Giornalista pubblicista esperto di cinema, televisione, nuovi media e spettacolo, scrive anche di cronaca e attualità. Laureato in Scienze e Tecnologie delle Arti e dello Spettacolo con Master in Drammaturgia e Sceneggiatura, ha lavorato per diverse produzioni prima di muovere i primi passi nelle redazioni di testate giornalistiche di Torino e Milano. Attualmente collabora anche con importanti riviste di settore.

Cresce la preoccupazione per l’epidemia da vaiolo delle scimmie, i cui casi crescono giorno dopo giorno: se la situazione in Italia è contenuta, lo stesso non si può dire in paesi come Spagna (dove sono stati registrati i primi morti) e Stati Uniti. A New York è stato dichiarato lo stato di emergenza.

Vaiolo delle scimmie, New York in stato d’emergenza

Stando a quanto riportato dalle fonti estere, gli uffici per la pubblica salute dello Stato New York hanno dichiarato lo stato di emergenza a causa del vaiolo delle scimmie.

Sono oltre 4.600 i casi negli Stati Uniti e un quarto si trovano proprio a New York. La governatrice Kathy Hochul ha quindi attivato la speciale misura di sicurezza e invitato ad accelerare con la distribuzione dei vaccini.

Per il vaiolo delle scimmie è disponibile un vaccino

New York è considerata l’epicentro dell’epidemia negli Usa, ma anche sulla costa occidentale sono attivi numerosi grossi focolai: a San Francisco si contano 260 degli 800 casi della California e anche qui è stato attivato lo stato di emergenza.

Secondo morto in Europa

Nel frattempo, la situazione in Europa non è delle migliori: l’Oms ha dichiarato il vaiolo delle scimmie un’emergenza sanitaria globale e il Vecchio Continente registra la maggior parte dei casi nel mondo.

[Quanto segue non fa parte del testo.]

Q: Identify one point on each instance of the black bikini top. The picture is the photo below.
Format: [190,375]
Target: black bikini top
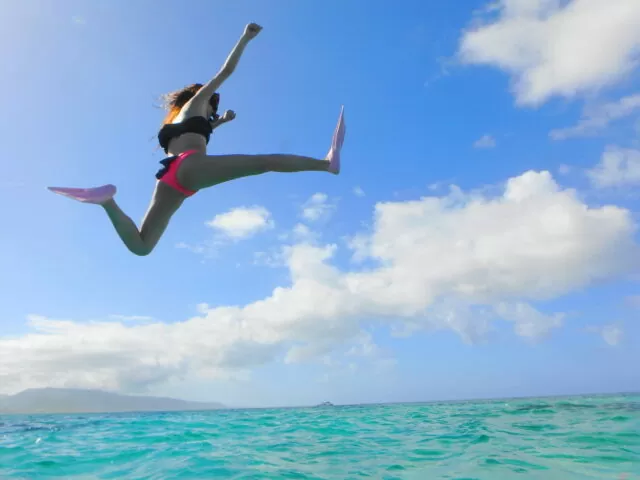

Ieri la Spagna ha dato notizia del primo decesso per il virus ma adesso – 24 ore dopo – il conteggio va già aggiornato: si è infatti aggiunto un secondo morto in Europa per il vaiolo delle scimmie, questa volta in Andalusia.

Entrambi i pazienti, ha riferito il ministero della Sanità, erano ricoverati a causa del virus. Il primo paziente, di Valencia, è un uomo di 10 anni morto a causa di un’encefalite causata da un’infezione. Il secondo, invece, aveva 31 anni ed un’infezione tipo meningite.

Nel Paese iberico, sono quasi 4.300 i casi rilevati, 4.081 dei quali uomini e solo 64 donne.

La situazione in Italia

Non ci sono stati aggiornamenti sul fronte italiano: dall’ultimo bollettino diffuso dal Ministero della Salute ieri, venerdì 29 luglio 2022, i casi confermati sono 479 (di cui solo 3 donne).

Il focolaio principale è quello del padovano, ma la maggior parte dei casi è registrata in Lombardia – 216 casi, dietro il Lazio a 101.

Cos’è il vaiolo delle scimmie

Infine, va ricordato cosa sia e perché il vaiolo delle scimmie è stato classificato come emergenza sanitaria globale: trasmissibile tramite stretto contatto con fluidi ed eruzioni cutanee di persone infette (quindi anche tramite rapporti sessuali), si tratta di un virus che può causare febbre, intenso mal di testa, dolori muscolari, mal di schiena e astenia.

I segni più frequenti invece sono linfonodi ingrossati ed eruzioni o lesioni cutanee. I sintomi possono durare 2-4 settimane, ma secondo l’infettivologo Matteo Bassetti non vanno sottovalutate le lesioni a lungo termine: “quelle che colpiscono soprattutto i genitali sono altamente invalidanti” ha detto.